The Ruling
In 2008, a trial court imposed an injunction on Caterpillar, prohibiting the company from reducing health benefits for class members who retired from the Caterpillar Logistics Services unit during the pendency of the case. An appeals court, however, has now overturned that injunction on the grounds that the underlying claim is time barred — ruling that the workers waited too long to sue. The court ruled that the statute of limitations clock began ticking in 1998, when the UAW and Caterpillar reached a new labor agreement that for the first time announced limits on the company's expenditures for obtaining health care benefits. The notices that were sent out announcing potential changes in the terms of retiree health care coverage, the court ruled, put the plaintiffs on alert that their benefits had changed. Because the workers did not file a lawsuit until 2006, the court ruled, they had let too much time go by and were barred by the six-year statute of limitations.

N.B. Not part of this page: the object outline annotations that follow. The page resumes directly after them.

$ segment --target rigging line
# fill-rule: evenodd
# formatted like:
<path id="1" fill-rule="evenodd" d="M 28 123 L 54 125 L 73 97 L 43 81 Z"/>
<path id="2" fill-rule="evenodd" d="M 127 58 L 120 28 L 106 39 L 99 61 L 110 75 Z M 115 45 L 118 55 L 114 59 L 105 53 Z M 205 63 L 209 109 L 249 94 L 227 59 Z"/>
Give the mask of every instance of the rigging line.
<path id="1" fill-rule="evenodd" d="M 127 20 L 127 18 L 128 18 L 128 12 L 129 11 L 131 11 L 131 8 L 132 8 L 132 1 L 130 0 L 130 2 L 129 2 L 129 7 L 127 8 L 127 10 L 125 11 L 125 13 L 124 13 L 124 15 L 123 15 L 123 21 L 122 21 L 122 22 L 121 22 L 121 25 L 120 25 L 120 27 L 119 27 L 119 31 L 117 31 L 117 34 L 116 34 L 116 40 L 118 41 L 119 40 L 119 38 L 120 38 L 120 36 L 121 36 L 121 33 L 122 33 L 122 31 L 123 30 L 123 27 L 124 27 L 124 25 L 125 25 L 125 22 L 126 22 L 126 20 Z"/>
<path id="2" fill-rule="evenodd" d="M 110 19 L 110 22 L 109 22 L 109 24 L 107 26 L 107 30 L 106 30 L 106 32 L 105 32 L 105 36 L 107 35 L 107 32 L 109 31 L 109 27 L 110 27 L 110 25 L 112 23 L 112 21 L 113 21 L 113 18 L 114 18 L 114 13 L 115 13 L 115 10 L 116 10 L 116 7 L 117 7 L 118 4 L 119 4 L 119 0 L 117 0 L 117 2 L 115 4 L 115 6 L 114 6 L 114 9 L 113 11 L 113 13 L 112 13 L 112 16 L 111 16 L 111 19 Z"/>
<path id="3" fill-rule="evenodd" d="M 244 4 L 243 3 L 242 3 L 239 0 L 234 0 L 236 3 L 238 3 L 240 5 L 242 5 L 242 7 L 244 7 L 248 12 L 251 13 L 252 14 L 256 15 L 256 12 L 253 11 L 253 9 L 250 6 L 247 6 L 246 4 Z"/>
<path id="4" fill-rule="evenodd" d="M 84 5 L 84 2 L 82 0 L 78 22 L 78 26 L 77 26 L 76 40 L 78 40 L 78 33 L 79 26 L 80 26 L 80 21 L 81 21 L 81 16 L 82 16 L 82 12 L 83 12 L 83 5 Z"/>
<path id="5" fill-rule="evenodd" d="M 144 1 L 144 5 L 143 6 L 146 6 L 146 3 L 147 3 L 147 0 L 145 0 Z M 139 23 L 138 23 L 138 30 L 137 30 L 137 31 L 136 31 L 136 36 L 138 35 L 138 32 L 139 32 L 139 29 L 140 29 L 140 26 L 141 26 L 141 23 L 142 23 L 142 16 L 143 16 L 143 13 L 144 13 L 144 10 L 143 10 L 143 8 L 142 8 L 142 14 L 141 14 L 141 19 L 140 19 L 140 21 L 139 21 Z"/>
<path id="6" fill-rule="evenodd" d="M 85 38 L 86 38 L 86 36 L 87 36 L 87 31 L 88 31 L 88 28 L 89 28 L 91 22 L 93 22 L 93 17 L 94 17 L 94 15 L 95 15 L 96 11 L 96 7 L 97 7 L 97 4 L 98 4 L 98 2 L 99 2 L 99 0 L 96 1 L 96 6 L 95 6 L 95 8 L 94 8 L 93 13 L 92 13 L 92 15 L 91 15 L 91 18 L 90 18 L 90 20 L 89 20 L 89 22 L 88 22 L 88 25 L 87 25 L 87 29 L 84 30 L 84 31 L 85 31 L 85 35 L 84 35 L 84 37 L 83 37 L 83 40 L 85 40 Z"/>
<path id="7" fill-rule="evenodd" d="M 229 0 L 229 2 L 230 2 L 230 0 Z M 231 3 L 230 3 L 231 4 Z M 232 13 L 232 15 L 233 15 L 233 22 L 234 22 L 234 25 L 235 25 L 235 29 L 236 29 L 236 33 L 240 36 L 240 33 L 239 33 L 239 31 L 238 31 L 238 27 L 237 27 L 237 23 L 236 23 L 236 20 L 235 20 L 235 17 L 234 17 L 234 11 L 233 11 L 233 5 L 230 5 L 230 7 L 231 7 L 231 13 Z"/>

This decision impacts a substantial number of the class members. This is a particularly bitter pill because Judge Martin's concurrence noted that had the workers filed a lawsuit earlier, they likely would have prevailed on the merits.
The underlying case is important because if companies can unilaterally change their policies even in the face of a collective bargaining agreement, then labor contracts have no teeth and retirees are at the mercy of changing business climates and the bottom-line driven decisions of corporate executives — despite having invested a lifetime of work and retiring with the confidence of a secure health coverage in retirement that may turn out to be an illusion.
The ruling is a significant disappointment.